Directly edit ONNX file in text format
Goal
Modify an .onnx file a little as easy as possible.
The reasons are:
- I want to change the input / output format of the ONNX file obtained from Model Zoo.
- The output of ONNX file A is the input of ONNX file B, so I want to combine them.
and so on.
Overview
- Convert ONNX files from binary format to text format
- Edit with a text editor
- Convert it from text format to binary format
The point is how to convert between binary and text format.
Preparation
Download "Protocol Buffer Compiler"
We use Protocol Buffer Compiler for the conversion between binary and text format because ONNX is a format defined using Protocol Buffers.

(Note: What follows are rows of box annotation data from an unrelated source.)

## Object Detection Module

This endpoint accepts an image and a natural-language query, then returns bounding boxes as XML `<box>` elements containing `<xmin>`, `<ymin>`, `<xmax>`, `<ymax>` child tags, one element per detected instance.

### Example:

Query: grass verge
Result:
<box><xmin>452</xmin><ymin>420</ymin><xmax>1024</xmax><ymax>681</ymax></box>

First, download the pre-built file of Protocol Buffer Compiler from the Protocol Buffer's Release Page. This is for Windows.

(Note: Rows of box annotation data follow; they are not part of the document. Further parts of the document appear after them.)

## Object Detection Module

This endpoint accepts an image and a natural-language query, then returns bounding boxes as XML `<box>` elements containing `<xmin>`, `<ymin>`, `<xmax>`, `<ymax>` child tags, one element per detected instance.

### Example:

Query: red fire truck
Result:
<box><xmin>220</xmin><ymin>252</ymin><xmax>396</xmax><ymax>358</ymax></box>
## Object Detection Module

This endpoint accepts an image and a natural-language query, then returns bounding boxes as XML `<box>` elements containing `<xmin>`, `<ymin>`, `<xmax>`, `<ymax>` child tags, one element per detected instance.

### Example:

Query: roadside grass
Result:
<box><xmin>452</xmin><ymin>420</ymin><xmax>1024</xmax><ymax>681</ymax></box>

Then, unzip it. I recommend to add the "protoc-X.Y.Z-win64\bin" (XYZ is the version number) to the path.
Download onnx.proto
From ONNX Official GitHub, download onnx.proto.
onnx.proto defines the ONNX format. With this and the Protocol Buffer Compiler, you can interpret ONNX files.
How to execute
Conversion between binary and text format
Open Command Prompt and enter the followings:
-
Binary to text
protoc --decode onnx.ModelProto onnx.proto < SrcBinaryFile.onnx > DstTextFile.txt
-
Text to binary
protoc --encode onnx.ModelProto onnx.proto < SrcTextFile.txt > DstBinaryFile.onnx
Where
- protoc: The path to "protoc-X.Y.Z-win64\bin\protoc.exe" you downloaded and unzipped
- onnx.proto: The path to "onnx.proto" you downloaded
- SrcBinaryFile.onnx: The path to the original ONNX file
- DstTextFile.txt: The path to write the converted text file
- SrcTextFile.txt: The path to the source text file
- DstBinaryFile.onnx: The path to write the converted binary file
If it doesn't work, make sure the file paths are correct. If you are lazy, just put them in the same folder.
Edit in text format
Take a look at "DstTextFile.txt" and compare it with the "SrcBinaryFile.onnx" using Netron.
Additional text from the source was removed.